C'est dans ses mécaniques que Minos révèle toute son intelligence, et il ne faut pas longtemps pour s'en rendre compte. Le joueur prend place dans le rôle de l'architecte du labyrinthe : il déplace des murs, ouvre ou ferme des passages, positionne des pièges sur des cases spécifiques. L'objectif est d'empêcher les héros d'atteindre la pièce centrale où les attend leur trésor - ou leur gloire.

Mais là où le jeu surprend vraiment, c'est dans la gestion des vagues. Chaque niveau propose plusieurs assauts successifs, avec des entrées variables : le labyrinthe dispose en général de quatre portes, et chaque vague décide la ou lesquelles  sera active. Une vague peut faire entrer des héros uniquement par l'entrée nord. La suivante en enverra simultanément par le nord, l'est et le sud. La troisième n'en enverra peut-être qu'un seul, mais par une entrée qu'on n'a pas eu le temps de bien sécuriser. Ce cycle permanent d'adaptation force à ne jamais se reposer sur une configuration jugée satisfaisante. Un labyrinthe efficace contre une vague peut être parfaitement inadapté à la suivante. Il faut donc modifier, déplacer, repenser en temps réel - tout en gérant les ressources disponibles.

Les pièges eux-mêmes constituent un système à part entière. Scies circulaires, arbalètes, cracheurs de feu, attaques dans le dos... la palette est large, et chaque piège peut être amélioré. Certaines améliorations permettent de créer des combinaisons dévastatrices : deux scies circulaires placées en ligne droite, par exemple, génèrent un couloir de lames entre elles. Un héros qui s'y engage en ressort rarement debout. Apprendre à chaîner ces éléments, à lire les flux d'ennemis et à anticiper leurs trajectoires est l'un des plaisirs centraux du jeu - et il ne s'épuise pas vite.

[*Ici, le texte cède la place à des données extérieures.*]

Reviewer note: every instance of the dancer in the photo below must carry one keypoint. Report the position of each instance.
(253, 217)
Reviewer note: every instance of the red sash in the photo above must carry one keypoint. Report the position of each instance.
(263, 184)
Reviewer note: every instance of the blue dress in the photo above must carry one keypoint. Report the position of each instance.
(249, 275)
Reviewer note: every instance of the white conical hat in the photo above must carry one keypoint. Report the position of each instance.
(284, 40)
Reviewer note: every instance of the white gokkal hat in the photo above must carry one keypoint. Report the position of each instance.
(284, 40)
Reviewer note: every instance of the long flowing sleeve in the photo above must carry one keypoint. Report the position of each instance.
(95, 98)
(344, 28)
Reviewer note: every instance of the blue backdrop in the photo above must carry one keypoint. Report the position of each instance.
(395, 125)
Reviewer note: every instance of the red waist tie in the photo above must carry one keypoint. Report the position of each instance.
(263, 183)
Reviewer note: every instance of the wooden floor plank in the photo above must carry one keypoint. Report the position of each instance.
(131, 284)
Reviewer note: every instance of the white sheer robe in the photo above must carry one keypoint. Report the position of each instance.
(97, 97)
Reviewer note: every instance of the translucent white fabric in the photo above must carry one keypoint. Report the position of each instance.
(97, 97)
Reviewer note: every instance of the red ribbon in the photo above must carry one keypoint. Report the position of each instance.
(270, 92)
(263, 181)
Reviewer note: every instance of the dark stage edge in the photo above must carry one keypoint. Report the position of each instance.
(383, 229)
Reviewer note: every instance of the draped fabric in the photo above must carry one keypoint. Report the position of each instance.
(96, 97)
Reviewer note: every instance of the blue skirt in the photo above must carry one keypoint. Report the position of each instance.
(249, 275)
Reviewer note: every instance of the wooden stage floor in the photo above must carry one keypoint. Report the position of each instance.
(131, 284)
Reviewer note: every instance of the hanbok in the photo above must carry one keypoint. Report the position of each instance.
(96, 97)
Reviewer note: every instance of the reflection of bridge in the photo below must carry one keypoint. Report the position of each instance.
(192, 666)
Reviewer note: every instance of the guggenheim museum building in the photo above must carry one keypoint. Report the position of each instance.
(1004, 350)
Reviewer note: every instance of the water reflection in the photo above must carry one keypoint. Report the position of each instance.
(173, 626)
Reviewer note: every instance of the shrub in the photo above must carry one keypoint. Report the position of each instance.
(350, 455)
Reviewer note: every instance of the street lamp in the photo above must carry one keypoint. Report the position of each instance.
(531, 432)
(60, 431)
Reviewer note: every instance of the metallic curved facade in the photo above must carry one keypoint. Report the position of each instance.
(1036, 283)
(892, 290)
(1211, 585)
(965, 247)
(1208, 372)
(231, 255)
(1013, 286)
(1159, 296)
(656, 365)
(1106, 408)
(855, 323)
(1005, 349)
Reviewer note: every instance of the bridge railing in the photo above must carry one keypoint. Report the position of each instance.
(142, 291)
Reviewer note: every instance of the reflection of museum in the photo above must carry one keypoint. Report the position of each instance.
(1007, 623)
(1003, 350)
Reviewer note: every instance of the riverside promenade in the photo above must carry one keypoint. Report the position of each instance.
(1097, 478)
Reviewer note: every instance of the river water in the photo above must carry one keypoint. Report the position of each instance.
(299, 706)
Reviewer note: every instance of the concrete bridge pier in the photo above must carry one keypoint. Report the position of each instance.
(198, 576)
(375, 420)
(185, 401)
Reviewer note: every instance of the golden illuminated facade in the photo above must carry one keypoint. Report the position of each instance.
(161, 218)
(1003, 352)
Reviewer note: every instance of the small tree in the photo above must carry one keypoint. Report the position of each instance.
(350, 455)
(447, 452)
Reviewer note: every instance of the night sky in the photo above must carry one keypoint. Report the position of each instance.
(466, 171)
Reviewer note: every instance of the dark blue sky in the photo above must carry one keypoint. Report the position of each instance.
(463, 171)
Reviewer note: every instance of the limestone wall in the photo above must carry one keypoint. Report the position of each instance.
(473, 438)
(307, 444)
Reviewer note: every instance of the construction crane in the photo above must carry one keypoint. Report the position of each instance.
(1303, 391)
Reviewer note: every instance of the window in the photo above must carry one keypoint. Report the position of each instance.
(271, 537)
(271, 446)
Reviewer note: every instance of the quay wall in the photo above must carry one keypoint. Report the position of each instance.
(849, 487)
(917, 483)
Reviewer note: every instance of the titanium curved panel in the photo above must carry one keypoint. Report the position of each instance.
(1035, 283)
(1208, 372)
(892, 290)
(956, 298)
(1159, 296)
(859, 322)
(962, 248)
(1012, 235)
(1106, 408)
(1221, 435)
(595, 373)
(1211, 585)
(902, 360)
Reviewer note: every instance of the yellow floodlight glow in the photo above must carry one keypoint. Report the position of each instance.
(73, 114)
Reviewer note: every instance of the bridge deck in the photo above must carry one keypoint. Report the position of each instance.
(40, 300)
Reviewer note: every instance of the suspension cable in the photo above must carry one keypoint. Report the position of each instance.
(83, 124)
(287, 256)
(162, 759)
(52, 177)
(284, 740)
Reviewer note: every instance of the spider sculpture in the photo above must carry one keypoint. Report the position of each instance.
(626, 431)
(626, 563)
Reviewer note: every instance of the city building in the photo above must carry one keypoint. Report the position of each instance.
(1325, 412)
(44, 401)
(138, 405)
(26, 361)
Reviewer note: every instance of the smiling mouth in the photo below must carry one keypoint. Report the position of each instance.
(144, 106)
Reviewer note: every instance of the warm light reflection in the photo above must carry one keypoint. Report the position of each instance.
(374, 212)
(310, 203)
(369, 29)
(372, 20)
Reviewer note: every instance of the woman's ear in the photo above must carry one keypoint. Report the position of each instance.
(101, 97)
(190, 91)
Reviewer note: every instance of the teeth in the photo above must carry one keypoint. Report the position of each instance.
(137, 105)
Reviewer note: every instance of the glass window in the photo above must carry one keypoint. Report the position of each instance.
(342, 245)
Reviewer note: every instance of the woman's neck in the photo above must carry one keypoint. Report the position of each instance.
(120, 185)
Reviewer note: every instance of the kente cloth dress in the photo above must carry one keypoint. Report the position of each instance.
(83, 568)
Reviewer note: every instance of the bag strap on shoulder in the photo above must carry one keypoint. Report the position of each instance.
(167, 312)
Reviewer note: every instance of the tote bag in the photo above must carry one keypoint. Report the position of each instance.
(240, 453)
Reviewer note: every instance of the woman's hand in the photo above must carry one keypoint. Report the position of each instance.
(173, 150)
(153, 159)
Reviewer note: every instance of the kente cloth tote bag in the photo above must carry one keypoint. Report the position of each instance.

La progression roguelite s'articule autour de plusieurs ressources. L'or et les gemmes se perdent à la mort. L'expérience, elle, se conserve et permet d'investir dans un arbre d'améliorations généreux, avec une trentaine de paramètres à débloquer. Entre deux niveaux, une zone de hub permet de souffler, de récupérer quelques bonus et d'acheter de nouveaux pièges grâce à des offrandes de sang - une ressource accumulée en tuant des ennemis via les dispositifs du labyrinthe. Ce système d'offrandes, qui voit littéralement le labyrinthe se nourrir du sang de ses victimes pour s'améliorer, est aussi cohérent thématiquement qu'efficace mécaniquement.

Si les pièges ne suffisent pas et que des héros survivent jusqu'au bout, Astérion entre lui-même en scène pour les affronter en combat direct. Ce mode de jeu fonctionne comme un filet de sécurité - mais il ne pardonne pas : mourir au corps-à-corps, c'est perdre l'or et les gemmes accumulés depuis le début du run. Le risque est réel, et ce petit pic d'adrénaline au moment d'envoyer le Minotaure au front est l'un des moments les plus tendus du jeu.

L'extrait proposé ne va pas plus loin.